Syarat hewan kurban adalah harus jenis hewan ternak. Hewan ternak yang diperbolehkan diantaranya adalah unta, sapi, dan kambing. Contoh hewan yang tidak bisa dikurbankan adalah unggas (ayam, bebek dan burung). Walaupun halal dalam Islam tapi unggas bukan termasuk hewan ternak. Hal ini dijelaskan dalam Al-Qur’an surat al Hajj ayat 34 yang artinya : “Dan bagi tiap-tiap umat telah Kami syariatkan penyembelihan (kurban), supaya mereka menyebut nama Allah terhadap bahimatul an’am (binatang ternak) yang telah direzekikan Allah kepada mereka”.

  1. Usia hewan

Syarat kedua adalah usia hewan yang akan dijadikan kurban. Ada kriteria usia hewan yang harus diperhatikan, diantaranya sebagai berikut :

  • Unta minimal berumur lima tahun masuk tahun keenam
  • Sapi atau kerbau minimal berumur dua tahun masuk tahun ketiga
  • Kambing jenis domba atau biri-biri berumur satu tahun
  • Kambing jenis domba berumur enam bulan
  • Kambing biasa minimal satu tahun masuk tahun kedua

Maka jika syarat sah usia hewan tidak diperhatikan, jika tidak mecapai batas minimal maka ibadah kurbannya tidak sah.

  1. Hewan dalam kondisi sehat dan tidak cacat

Beberapa kriteria hewan yang tidak sehat dan cacat adalah sebagai berikut:

  • Hewan yang matanya tidak buta
  • Hewan yang sakit
  • Hewan yang kakinya pincang
  • Hewan yang badannya kurus
  • Hewan yang putus telinga dan ekornya

Hewan dengan kondisi yang disebutkan di atas tidak sah untuk dijadikan hewan kurban.
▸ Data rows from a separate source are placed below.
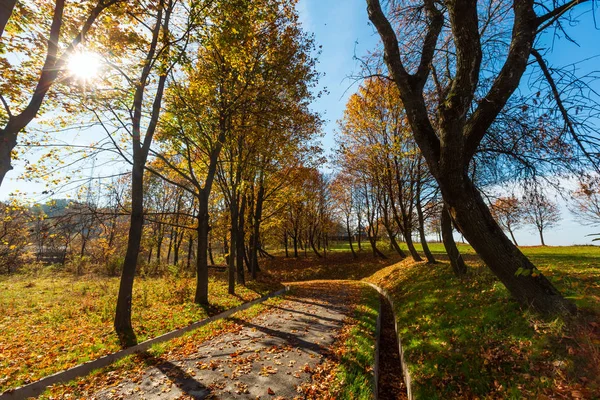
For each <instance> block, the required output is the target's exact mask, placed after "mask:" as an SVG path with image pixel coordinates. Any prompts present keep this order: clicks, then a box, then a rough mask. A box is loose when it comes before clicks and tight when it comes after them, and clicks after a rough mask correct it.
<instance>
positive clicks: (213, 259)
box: [208, 237, 215, 265]
mask: <svg viewBox="0 0 600 400" xmlns="http://www.w3.org/2000/svg"><path fill="white" fill-rule="evenodd" d="M208 259H209V260H210V265H215V259H214V258H213V254H212V242H211V241H210V237H209V239H208Z"/></svg>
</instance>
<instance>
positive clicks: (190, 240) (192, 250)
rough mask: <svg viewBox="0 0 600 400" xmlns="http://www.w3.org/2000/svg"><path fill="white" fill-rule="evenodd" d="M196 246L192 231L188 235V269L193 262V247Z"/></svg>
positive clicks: (187, 256) (187, 262)
mask: <svg viewBox="0 0 600 400" xmlns="http://www.w3.org/2000/svg"><path fill="white" fill-rule="evenodd" d="M193 248H194V236H192V234H191V233H190V235H189V236H188V254H187V268H188V270H189V269H190V267H191V264H192V251H193V250H192V249H193Z"/></svg>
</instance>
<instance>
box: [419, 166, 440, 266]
mask: <svg viewBox="0 0 600 400" xmlns="http://www.w3.org/2000/svg"><path fill="white" fill-rule="evenodd" d="M419 172H420V169H419ZM417 219H418V223H419V239H421V247H423V253H425V257H426V258H427V262H430V263H435V262H436V260H435V257H434V256H433V254H432V253H431V250H430V249H429V245H428V244H427V240H426V238H425V218H423V209H422V207H421V183H420V181H419V182H417Z"/></svg>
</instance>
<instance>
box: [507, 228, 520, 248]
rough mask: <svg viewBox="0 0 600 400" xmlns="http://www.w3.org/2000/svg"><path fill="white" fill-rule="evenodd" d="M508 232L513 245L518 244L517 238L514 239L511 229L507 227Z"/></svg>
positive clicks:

Namun, hewan yang pecah tanduknya masih bisa dikatakan sah.

  1. Bukan milik orang lain

Hewan kurban yang tidak sah adalah hewan yang diperoleh dengan cara tidak halal. Misalnya hasil mengambil milik orang lain dan hasil mencuri. Adapun hewan warisan juga tidak sah hukumnya.

  1. Waktu penyembelihan

Adapun waktu penyembelihannya juga harus diperhatikan. Waktu yang tepat untuk menyembelih hewan kurban adalah dimulai setelah matahari setinggi tomban atau setelah salat Idul Adha 10 Dzulhijjah sampai matahari terbenam pada 13 Dzulhijjah.

Demikian pembahasan syarat-syarat sah hewan yang bisa dijadikan hewan kurban. Sebagai seorang muslim yang beriman ketika menjalakan ibadah kurban harus memperhatikan kriteria-kriteria hewan terebut supaya ibadah kita dapat diterima dan dianggap sah.